Today, they’re scouting locations for a short film about a Yup'ik teenager who gets separated from her friend on her first trip to a shopping mall and uses tracking skills, developed on the tundra, to find her at the end of a trail of dropped Skittles.

They are among 14 students from Western Alaska participating in the Pilinguaq Project's Native Youth Film Academy, held this week in Anchorage. 

Each wrote and scripted stories on the theme “survival,” to be told onscreen.

During the five-day academy, students have heard advice from professional lighting designers, actors and directors, as well as Bethel author Don Reardon. The director and manager of the Sundance Institute's Native American and Indigenous film development program, affiliated with the Sundance Film Festival, also spoke to the group.

The Pilinguaq Project is part of a broader federally-funded grant aimed at integrating arts into the standard school curriculum of Yukon-Kuskokwim Delta schools.

It's about teaching students to “express what they know in ways other than standardized tests,” says Annie Calkins, a veteran school arts administrator from Juneau who is evaluating the grant.

It's also an effort to sow the region with aspiring filmmakers versed in lighting techniques and Adobe Premiere.

Corey Joseph of Kwigillingok is one of them.

The short film he wrote entirely in Yu’pik is about a boy who moves from a village to the city with his mother so she can find work. The boy is unhappy in his new home, and angry at his mother. One day he has a flashback of his grandfather telling him that as long as he follows the advice of his elders, he'll be OK.

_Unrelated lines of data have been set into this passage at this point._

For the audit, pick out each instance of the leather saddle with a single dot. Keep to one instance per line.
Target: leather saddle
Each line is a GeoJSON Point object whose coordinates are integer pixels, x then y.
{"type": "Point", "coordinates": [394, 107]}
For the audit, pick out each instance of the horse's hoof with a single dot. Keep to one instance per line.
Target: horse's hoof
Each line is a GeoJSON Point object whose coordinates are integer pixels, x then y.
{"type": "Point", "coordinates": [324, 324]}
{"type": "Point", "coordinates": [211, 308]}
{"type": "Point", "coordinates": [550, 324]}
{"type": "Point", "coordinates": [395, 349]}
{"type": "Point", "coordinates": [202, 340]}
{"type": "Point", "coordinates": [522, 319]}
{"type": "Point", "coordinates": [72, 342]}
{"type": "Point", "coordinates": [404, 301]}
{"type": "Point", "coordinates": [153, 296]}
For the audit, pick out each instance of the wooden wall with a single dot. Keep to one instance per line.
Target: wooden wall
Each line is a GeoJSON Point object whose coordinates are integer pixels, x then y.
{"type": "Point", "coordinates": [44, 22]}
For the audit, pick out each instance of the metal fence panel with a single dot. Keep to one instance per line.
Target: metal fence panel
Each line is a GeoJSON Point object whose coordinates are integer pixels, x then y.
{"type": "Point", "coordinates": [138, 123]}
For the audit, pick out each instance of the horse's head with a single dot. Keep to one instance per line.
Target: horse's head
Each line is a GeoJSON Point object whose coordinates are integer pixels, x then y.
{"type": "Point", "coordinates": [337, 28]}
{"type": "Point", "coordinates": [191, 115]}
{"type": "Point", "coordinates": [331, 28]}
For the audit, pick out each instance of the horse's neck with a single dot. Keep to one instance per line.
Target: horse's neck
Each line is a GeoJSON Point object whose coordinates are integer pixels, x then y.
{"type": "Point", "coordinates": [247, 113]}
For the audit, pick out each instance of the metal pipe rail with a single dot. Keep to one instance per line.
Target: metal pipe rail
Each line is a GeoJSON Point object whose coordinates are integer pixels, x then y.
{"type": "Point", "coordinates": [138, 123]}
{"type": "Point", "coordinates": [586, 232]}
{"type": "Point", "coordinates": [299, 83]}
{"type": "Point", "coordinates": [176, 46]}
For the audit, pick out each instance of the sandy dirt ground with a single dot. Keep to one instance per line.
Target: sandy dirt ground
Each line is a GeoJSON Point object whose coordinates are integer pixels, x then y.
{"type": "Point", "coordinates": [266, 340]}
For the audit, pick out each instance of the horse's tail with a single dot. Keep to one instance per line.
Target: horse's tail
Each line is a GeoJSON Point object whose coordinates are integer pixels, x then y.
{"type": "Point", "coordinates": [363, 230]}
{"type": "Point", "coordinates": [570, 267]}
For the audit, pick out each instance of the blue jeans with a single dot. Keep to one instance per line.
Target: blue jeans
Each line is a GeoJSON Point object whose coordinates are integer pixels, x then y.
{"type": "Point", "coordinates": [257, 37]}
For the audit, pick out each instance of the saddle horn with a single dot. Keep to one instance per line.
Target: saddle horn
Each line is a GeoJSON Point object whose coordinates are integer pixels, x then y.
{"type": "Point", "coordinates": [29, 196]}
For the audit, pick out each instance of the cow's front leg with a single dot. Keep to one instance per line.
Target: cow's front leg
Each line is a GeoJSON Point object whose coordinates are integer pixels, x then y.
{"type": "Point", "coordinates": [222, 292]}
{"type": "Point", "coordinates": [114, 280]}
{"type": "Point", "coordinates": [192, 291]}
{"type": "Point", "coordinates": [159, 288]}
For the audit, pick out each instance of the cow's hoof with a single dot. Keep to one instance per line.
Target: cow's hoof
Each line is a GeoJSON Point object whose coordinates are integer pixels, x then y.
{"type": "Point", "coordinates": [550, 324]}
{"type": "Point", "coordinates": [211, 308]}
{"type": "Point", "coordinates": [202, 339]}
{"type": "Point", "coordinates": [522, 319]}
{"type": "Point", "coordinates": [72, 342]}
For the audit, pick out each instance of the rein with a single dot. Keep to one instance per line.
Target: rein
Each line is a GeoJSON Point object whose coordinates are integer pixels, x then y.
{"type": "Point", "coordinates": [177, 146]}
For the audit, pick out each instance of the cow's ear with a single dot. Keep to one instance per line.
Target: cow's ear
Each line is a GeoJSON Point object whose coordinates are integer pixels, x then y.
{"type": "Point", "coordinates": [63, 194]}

For Joseph, producing films in the Yu’pik language is crucial. Ways of describing the land and the entire Yu’pik worldview just don't translate to English. He'd like to turn some traditional stories into films.

The beauty of filmmaking is “the freedom to tell the story you want and have control of how it’s told,” Joseph says.

That’s something that Yukon-Kuskokwim residents could use more of, says Calkins.

When she was in Bethel a few weeks back, she heard of no less than three different film crews who were in the region filming various TV and film projects in the surrounding villages.

“When they got to the villages they shot their film and flew away,” she said. “There weren’t any Alaskans who were a part of that.”

Preparing kids from the region – one of Alaska’s most economically-depressed – for jobs in the state’s emerging film industry is crucial, she says.

When the major motion picture “Everybody Loves Whales” filmed in Alaska, it brought more than 110 out-of-state crew members. Alaska needs to raise its own gaffers, producers, key grips and lighting designers, Calkins said, to get a fair piece of the film production industry pie.

Back at the Dimond Mall, the crew is on to filming scenes of the script tentatively called ‘Lost’ (though its author Sheila Evan thinks “Skittle Signals” might also be a good title). They've found a quiet corner to shoot and reshoot a scene where one of the characters goes up an escalator looking frightened. Sheila Evan, who wrote the script, works with Reed McWilliams, acting as cameraman and director, while Minnie Tinker acts.

Afterwards, the group excitedly rehashes the day. Tinker says she’s having second thoughts about something: She used to want to be a pilot, but now she wants to be a filmmaker, too.

Organizers hope the “small but significant work” of the project will spark students like Tinker to pursue film careers. They don’t have to leave the state to do it anymore, either: the University of Alaska Fairbanks just approved a new interdisciplinary film major, to be offered as early as this fall.